In 1994, after winning a semifinal game of the New England Championship tournament by beating Exeter for the first time ever, Andover—led in part by the great Rush Taylor '96, whose picture hangs at the Andover pool today—fell short to Loomis in the championship game. In 2006, after Andover Athletics legend and All-American Howie Kalter '07 scored seven unanswered goals in the fourth quarter to secure a two-goal win over Suffield in a semifinal game, Andover suffered a triple-overtime loss to Exeter in the championship game.
Today, after a seven-year absence from the Final Four, Andover again won a closely contested semifinal and again faced Exeter for the championship. But today, for the first time in history, Andover won it all, and it won it all with a packed house of 700+ people in the stands for the annual Andover/Exeter Day.
After an embarrassing 3 to 10 drubbing at the hands of Exeter just ten days ago, Andover entered the championship game against the Big Red determined to focus on those things within its control and to play its best water polo of the year.
The first quarter was dominated by goalkeeper Rome Arnold's '14 five saves as well as excellent defense by both teams. With 2:41 left in the first half, Andover found itself down 0-2, but the Andover boys remained upbeat—recognizing their great play, despite the scoreboard—and with only :21 remaining, co-captain Travis Bouscaren '14 put Andover on the scoreboard with an extraordinary shot from 10 meters. At the half, Andover was down 1-2.

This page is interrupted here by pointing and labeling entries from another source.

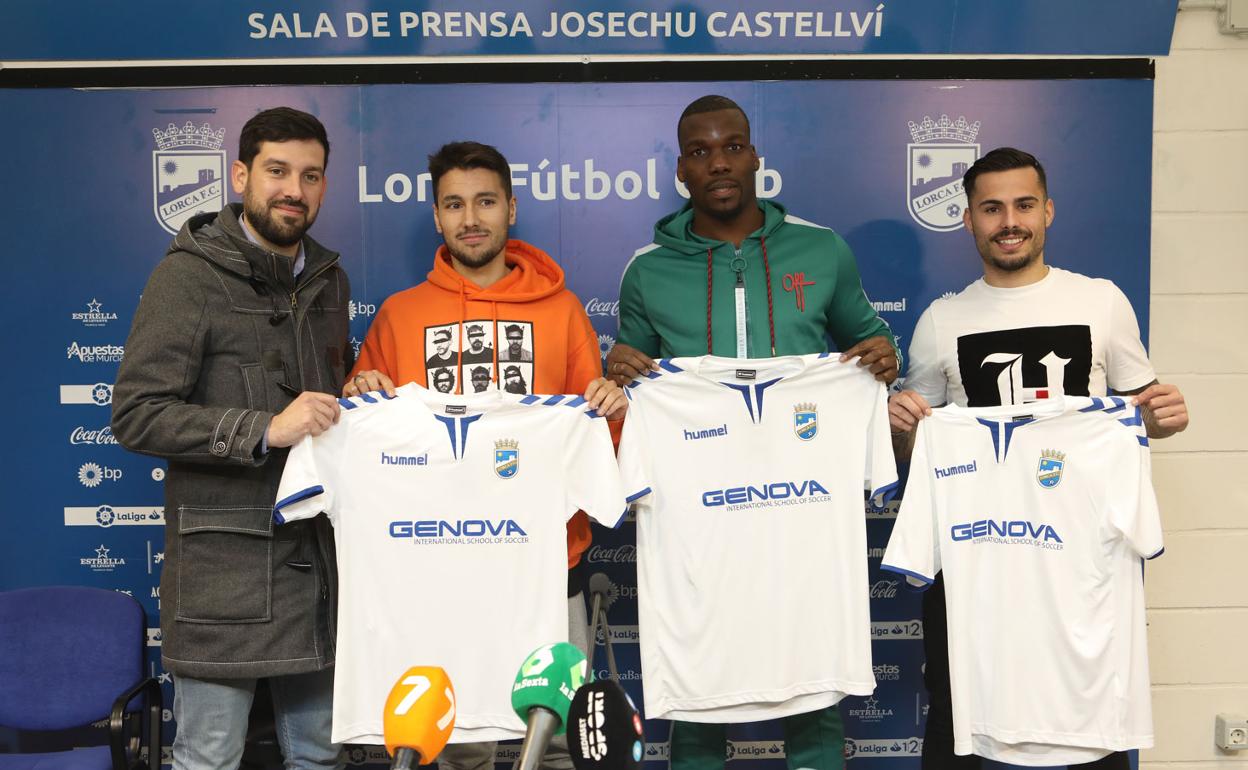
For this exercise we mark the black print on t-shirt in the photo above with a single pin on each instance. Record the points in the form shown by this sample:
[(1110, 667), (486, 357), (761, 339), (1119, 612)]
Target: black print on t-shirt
[(1023, 365)]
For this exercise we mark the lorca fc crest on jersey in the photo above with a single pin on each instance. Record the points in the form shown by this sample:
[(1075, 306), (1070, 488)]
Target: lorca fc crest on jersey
[(507, 458), (805, 421), (1050, 471)]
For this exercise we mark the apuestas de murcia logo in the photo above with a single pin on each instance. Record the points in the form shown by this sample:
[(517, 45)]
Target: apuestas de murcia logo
[(937, 159), (92, 474), (95, 353), (94, 315), (97, 437), (189, 171), (886, 672), (101, 562)]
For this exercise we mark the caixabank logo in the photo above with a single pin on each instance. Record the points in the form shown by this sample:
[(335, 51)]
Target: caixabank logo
[(940, 155), (189, 172)]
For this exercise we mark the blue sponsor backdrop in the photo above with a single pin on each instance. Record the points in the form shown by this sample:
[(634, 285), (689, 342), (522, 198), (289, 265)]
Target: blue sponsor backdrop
[(96, 179), (305, 29)]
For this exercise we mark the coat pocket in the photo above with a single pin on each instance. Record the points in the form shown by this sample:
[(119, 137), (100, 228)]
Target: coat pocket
[(225, 568)]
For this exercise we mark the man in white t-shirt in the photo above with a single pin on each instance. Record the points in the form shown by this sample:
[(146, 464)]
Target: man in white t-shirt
[(1023, 332)]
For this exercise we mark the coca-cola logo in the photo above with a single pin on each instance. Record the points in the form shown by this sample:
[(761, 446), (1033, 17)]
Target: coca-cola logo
[(599, 307), (885, 589), (620, 554), (100, 437)]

Exeter started the third quarter with another goal, and Andover called a timeout. With revitalized intensity, which saw extensive movement from Joe Faller '14 and Nick Faulkner '16 along with great defense from Peter Fanikos '14 and Scott Simpson '14 against Exeter's center-forward, Michael Camarda '14 scored with 4:57 remaining in the quarter, making the score 2-3. Exeter quickly responded, but co-captain Travis Bouscaren '14 and Camarda both scored in the final minutes of the third quarter to tie the game.

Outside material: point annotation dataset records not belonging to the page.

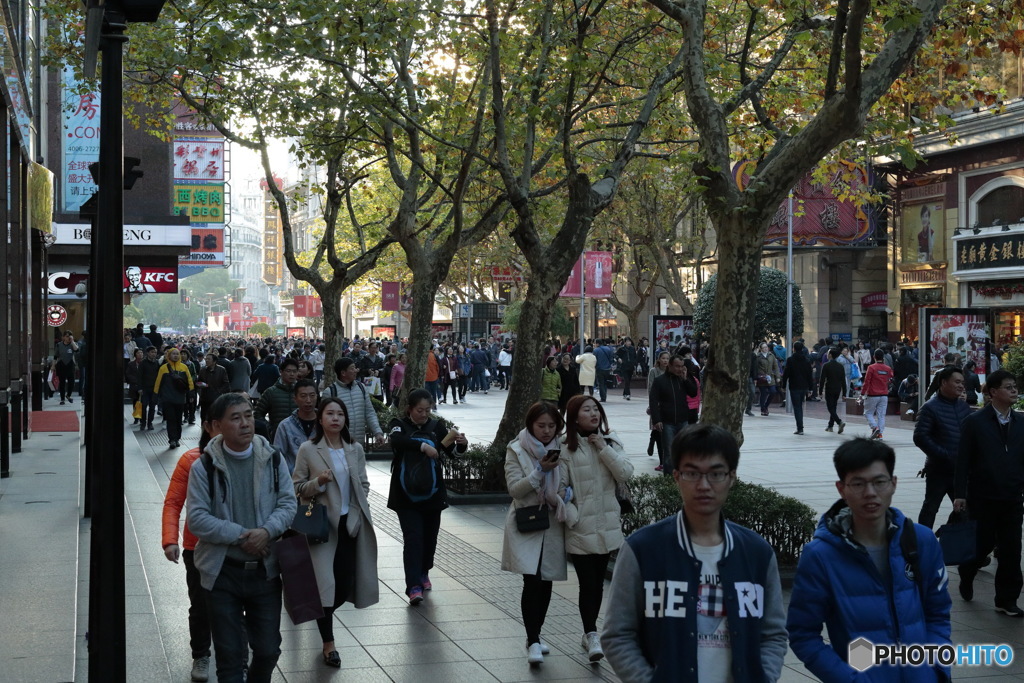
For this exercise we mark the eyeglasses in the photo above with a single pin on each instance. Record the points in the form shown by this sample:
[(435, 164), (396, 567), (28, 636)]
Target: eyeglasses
[(879, 483), (715, 476)]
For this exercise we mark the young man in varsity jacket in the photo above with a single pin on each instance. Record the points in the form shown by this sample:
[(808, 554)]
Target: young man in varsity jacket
[(695, 597)]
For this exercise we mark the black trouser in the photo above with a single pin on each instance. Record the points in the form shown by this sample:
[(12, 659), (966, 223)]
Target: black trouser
[(344, 580), (535, 601), (590, 571), (937, 484), (627, 373), (419, 535), (454, 385), (832, 402), (998, 525), (172, 416), (199, 617), (66, 373)]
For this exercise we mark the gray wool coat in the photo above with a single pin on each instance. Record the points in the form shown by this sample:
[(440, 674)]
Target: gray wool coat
[(524, 553), (309, 462)]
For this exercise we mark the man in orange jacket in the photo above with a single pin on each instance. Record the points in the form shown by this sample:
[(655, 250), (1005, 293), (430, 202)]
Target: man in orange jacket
[(199, 623)]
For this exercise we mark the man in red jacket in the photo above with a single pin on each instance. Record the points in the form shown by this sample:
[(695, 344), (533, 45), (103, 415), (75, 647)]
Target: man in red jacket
[(876, 391), (199, 622)]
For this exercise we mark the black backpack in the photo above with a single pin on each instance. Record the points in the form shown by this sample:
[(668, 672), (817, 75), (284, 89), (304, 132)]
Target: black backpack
[(417, 473)]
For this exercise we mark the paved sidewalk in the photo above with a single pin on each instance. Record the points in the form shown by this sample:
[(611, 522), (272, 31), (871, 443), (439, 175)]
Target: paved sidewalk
[(468, 629)]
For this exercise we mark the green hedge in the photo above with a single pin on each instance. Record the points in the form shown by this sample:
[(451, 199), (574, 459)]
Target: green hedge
[(783, 521), (479, 470)]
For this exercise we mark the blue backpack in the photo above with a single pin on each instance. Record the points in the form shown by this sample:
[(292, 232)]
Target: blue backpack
[(417, 473)]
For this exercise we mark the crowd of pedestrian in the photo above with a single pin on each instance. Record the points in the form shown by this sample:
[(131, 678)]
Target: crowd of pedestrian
[(692, 597)]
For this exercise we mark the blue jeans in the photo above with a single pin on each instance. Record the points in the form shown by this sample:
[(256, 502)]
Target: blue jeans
[(669, 431), (798, 397), (244, 602), (150, 400), (601, 377), (419, 537), (478, 381)]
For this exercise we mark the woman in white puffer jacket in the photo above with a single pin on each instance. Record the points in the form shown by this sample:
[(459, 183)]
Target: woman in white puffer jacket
[(595, 462)]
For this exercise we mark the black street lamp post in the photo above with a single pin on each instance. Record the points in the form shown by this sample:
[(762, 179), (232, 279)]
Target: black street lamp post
[(107, 565)]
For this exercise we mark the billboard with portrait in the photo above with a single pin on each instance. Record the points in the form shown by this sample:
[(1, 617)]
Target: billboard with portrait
[(674, 330), (923, 235), (965, 331)]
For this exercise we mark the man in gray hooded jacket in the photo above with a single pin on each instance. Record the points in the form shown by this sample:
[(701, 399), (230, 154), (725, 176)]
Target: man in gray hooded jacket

Sixteen seconds into the final quarter, Bouscaren scored again, which gave Andover its first lead of the game. 326 seconds later, co-captain Andrew Yang '14 scored to give Andover a 6-4 lead with only 78 seconds remaining in the game. Exeter scored again with 62 seconds left in the game, but Andover was able to protect the cage through Exeter's multiple shot opportunities in the final seconds to secure the win.
After the game, Arnold was recognized as the tournament's outstanding goalkeeper, particularly in light of his phenomenal 20 saves in the championship game. In water polo, one rarely sees an 80% save rate, especially in a championship game. Faulkner and Yang were both named to the All-Tournament Team, and Bouscaren was named the tournament's Most Valuable Player for being the dominant force—at both the offensive and defensive ends of the pool—in the tournament.
And while only eight Andover players saw action in the final game, all the members of the Andover Water Polo team recognize their contributions—in practice and in games throughout the season—to the team win. It truly was a remarkable twenty-three hours from the start of the quarterfinal to the conclusion of the final—certainly the best twenty-three hours in the history of Andover Water Polo.
The final score of today’s championship game was a fitting, 6-5 win, the exact same score from that legendary upset in 1994. For all those great Andover players and teams from the past, the Andover boys hope this championship feels good for you, too.